Favoriser la production croisée (« crowdsourcing »)

La production croisée (« crowdsourcing ») est une autre innovation constatée dans la société, que l’administration doit intégrer et favoriser. Le principe repose sur la transmission volontaire par tout un chacun d’informations dont il a connaissance. L’exemple le plus connu est Wikipedia, mais OpenStreetMap constitue un autre exemple dans le champ des informations géo-référencées, domaine où les potentialités de services à forte valeur ajoutée sont immenses et où les producteurs de données utiles, notamment publiques avec les collectivités territoriales, sont très nombreux.

Les administrations pourraient faire des économies très substantielles en s’appuyant sur le crowdsourcing, pour lequel l’expérience a montré que les critiques initiales sur la fiabilité des données étaient infondées : si les informations rentrées par les volontaires (individus ou entreprises) peuvent effectivement être erronées, c’est dans des proportions tout à fait limitées et avec une mise en évidence le plus souvent très rapide. L’hétérogénéité dans la « profondeur » des données est également une critique peu convaincante eu égard à la richesse collective ainsi créée. En termes de valeur ajoutée produite et de risques encourus, le crowdsourcing constitue sans conteste une piste tout à fait prometteuse dans de nombreux champs.

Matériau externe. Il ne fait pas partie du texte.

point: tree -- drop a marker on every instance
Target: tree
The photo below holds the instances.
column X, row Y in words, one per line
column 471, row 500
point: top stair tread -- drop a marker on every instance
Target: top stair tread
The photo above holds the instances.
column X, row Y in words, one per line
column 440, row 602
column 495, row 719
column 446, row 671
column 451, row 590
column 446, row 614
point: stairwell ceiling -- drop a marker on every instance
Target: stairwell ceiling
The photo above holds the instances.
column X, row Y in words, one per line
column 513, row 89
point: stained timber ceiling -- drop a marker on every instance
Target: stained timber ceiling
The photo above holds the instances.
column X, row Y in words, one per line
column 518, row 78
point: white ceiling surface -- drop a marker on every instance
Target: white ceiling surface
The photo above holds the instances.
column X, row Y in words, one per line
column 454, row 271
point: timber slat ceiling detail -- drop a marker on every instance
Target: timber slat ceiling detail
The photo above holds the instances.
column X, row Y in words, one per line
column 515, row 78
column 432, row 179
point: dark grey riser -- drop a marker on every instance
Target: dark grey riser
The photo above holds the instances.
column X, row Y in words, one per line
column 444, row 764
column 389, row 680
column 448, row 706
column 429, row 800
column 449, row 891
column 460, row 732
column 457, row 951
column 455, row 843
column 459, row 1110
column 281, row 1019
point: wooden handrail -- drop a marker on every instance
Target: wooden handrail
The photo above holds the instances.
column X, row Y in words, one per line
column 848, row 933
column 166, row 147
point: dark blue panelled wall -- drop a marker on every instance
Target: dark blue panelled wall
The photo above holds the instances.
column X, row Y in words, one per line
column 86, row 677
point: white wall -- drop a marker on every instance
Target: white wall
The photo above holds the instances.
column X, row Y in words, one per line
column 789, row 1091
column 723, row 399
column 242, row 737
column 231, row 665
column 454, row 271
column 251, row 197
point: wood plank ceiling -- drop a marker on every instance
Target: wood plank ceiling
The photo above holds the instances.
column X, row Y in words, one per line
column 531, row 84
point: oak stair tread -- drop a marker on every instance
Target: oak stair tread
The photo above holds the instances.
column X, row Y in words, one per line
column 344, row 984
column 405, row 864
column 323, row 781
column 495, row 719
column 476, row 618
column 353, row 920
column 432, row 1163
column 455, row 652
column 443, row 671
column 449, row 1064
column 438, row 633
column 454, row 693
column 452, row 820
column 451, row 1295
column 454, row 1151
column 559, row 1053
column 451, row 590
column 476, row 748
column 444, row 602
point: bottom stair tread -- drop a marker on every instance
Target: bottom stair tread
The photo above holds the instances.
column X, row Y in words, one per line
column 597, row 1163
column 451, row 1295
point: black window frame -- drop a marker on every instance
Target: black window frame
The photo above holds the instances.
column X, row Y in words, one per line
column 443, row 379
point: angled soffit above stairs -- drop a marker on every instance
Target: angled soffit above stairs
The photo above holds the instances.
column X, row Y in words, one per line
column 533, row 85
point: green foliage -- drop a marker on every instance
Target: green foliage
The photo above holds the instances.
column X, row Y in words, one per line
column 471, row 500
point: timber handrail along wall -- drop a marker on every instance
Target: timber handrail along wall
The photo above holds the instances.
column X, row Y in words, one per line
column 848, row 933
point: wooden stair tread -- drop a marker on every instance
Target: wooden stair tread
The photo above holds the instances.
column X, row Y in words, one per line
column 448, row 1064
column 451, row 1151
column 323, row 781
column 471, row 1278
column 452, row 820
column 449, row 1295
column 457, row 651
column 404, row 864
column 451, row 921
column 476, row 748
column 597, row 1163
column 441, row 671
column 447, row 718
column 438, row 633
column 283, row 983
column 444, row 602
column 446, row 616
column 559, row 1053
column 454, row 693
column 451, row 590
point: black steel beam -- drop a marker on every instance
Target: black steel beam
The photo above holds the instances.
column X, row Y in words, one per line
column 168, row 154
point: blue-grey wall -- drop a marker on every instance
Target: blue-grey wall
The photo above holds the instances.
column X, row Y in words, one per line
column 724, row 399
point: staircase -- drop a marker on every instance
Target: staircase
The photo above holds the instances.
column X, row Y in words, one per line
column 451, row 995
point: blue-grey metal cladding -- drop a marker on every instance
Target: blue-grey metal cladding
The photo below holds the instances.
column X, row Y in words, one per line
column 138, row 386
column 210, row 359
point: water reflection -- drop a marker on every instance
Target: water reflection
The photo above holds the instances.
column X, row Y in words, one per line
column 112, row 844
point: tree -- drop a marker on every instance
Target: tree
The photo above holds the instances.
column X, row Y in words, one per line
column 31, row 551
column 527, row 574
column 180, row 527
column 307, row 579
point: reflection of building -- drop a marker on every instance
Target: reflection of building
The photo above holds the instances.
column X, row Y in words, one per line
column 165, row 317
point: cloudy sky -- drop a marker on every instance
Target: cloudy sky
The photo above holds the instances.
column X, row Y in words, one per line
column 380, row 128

Recommandation n°4 : Lancer des initiatives de production collective (« crowdsourcing ») dans le domaine public en substitution ou en complément des données produites par les administrations elles-mêmes.

Une forme particulière du crowdsourcing a été testée avec succès aux Etats-Unis avec challenge.gov (http://challenge.gov). Le Gouvernement américain ou une de ses agences soumet un problème auquel il/elle est confronté(e). Les citoyens et entreprises qui le souhaitent peuvent relayer le problème autour d’eux et proposer des solutions dans un calendrier fixé au préalable. Ces défis peuvent se présenter sous formes de concours d’applications (informatiques). De même, des prix ou une reconnaissance honorifique peuvent récompenser les meilleures propositions. 260 « challenges » ont été proposés en trois ans. Les sujets vont des moyens d’aider les patients atteints d’un cancer après leur traitement aigu aux évolutions à prévoir dans la formation des jeunes étudiants en STEM (science, technology, engineering and mathematics) en passant par le développement d’applications favorisant les économies d’énergie des voitures à partir des données produites en continu (vitesse, température, consommation, etc.). La simple lecture des « challenges » ouvre des horizons, et la méthode en elle-même est porteuse d’une meilleure compréhension entre administration et public, d’un lien social renforcé et d’un débat public renouvelé.

L’équivalent du projet challenge.gov devrait être lancé sans tarder dans notre pays.

Recommandation n°5 : Lancer en France l’équivalent du projet «challenge.gov».